It may be worth to note that any extended function network can be uniquely transformed into a basic function network.
3 From Specification Models to Extended Task Networks

According to our design process, function networks are obtained from a Matlab Simulink model by translation as shown at the top part of Figure 1. The structure of the function network is obtained from the structure of the specification model by a set of transformation rules. Blocks are translated to function nodes and signals are translated to channels. The main challenge is here to translate a synchronous specification into a message-based task model. This is realized by deriving a semantics for Matlab Simulink models based on updates of signal values and relating this to events in the function network. For signals between blocks of different update frequencies the Matlab Simulink concept of Rate Transition Blocks is mapped to function networks. Timing information are obtained by deriving event patterns for specific nodes in the function network. Finally, the internal behavior of the specification is translated into executable code by employing (existing) code generators such as TargetLink [1]. Worst case execution times (WCET) are calculated for the resulting code blocks, which are used to assign weights to the respective function nodes.

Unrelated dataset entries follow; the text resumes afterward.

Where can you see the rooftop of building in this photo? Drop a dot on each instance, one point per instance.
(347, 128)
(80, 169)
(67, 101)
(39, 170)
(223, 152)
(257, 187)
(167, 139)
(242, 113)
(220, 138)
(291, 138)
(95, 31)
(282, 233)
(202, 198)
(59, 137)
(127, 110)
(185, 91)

For this task, we consider executable Matlab Simulink specification models that can be simulated and for which code can be generated. Hence, for translation we refer to models that meet the TargetLink modeling guidelines [17, 34]. This means among other things that only a subset of block types is available, block priorities are not considered, and algebraic loops must not be used.

3.1 (Timed) Synchronous Block Diagrams

To represent Simulink models, we pick up the basic idea of [31, 32, 37] where these models are defined as Timed Synchronous Block Diagrams.

A Synchronous Block Diagrams (SBD) consists of a set of blocks having input and output ports. Blocks are either atomic or macro (i.e. composite) blocks. Blocks are classified as either combinational (state-less) or sequential (containing internal states). Sequential blocks are called Moore-sequential if their output only depends on the state but not on the input. Diagrams are formed by connecting output ports with input ports of blocks via signals. Output ports can be connected to more than one input port while input ports can only be connected to one output port. If a block is connected to a boolean signal called trigger it is only executed if its trigger is true. For each output of a triggered block the user has to specify initial values that are valid for the starting phase before the trigger was true for the first time. An SBD is called flat if it only contains atomic blocks.

**Definition 3 (Semantics of SBDs).** A signal \( x \) is a total function \( x : \mathbb{N} \rightarrow V_x \) where \( V_x \) is a set of values. \( x(k) \) denotes the value of \( x \) at time instant \( k \). Let \( A_x \) be the block that produces \( x \), \( A_x(k) \) the result of the execution of \( A_x \) at time instant \( k \), and \( v \) the initial value of \( x \). If \( A_x \) is triggered by a signal \( t \), \( x(k) \) is determined as follows:

\[
x(k) = \begin{cases} 
  x(k) = v & \text{if } t(k) = false \land k = 0 \\
  x(k - 1) & \text{if } t(k) = false \land k > 0 \\
  x(k) = A_x(k) & \text{if } t(k) = true
\end{cases}
\]

If \( A_x \) has no trigger, \( x \) is determined as if the trigger was always true.

A Timed Synchronous Block Diagram (TBD) is an SBD where each non-triggered block has a special trigger called firing time specification (FTS). An FTS is represented as a pair \((p, init)\) where \( p \) is the period and \( init \) is the initial phase with \( init < p \). The semantics are equivalent to SBDs, because FTS are a special case of triggers. In Simulink, an FTS is called sample time.

3.2 Translating Simulink

For translation, the TBD is flattened as described by Lublinerman [32]. The hierarchy of macro blocks (e.g. subsystems in Simulink) is nevertheless used to generate constrains for the task creation
process as described in Section 4. As in [32], we assume the TBDs to be acyclic in that all cycles must contain at least one Moore-sequential block such as a “Unit Delay” block in Simulink. This induces a partial order on the firing of blocks which guarantees that the values of all signals are updated correctly.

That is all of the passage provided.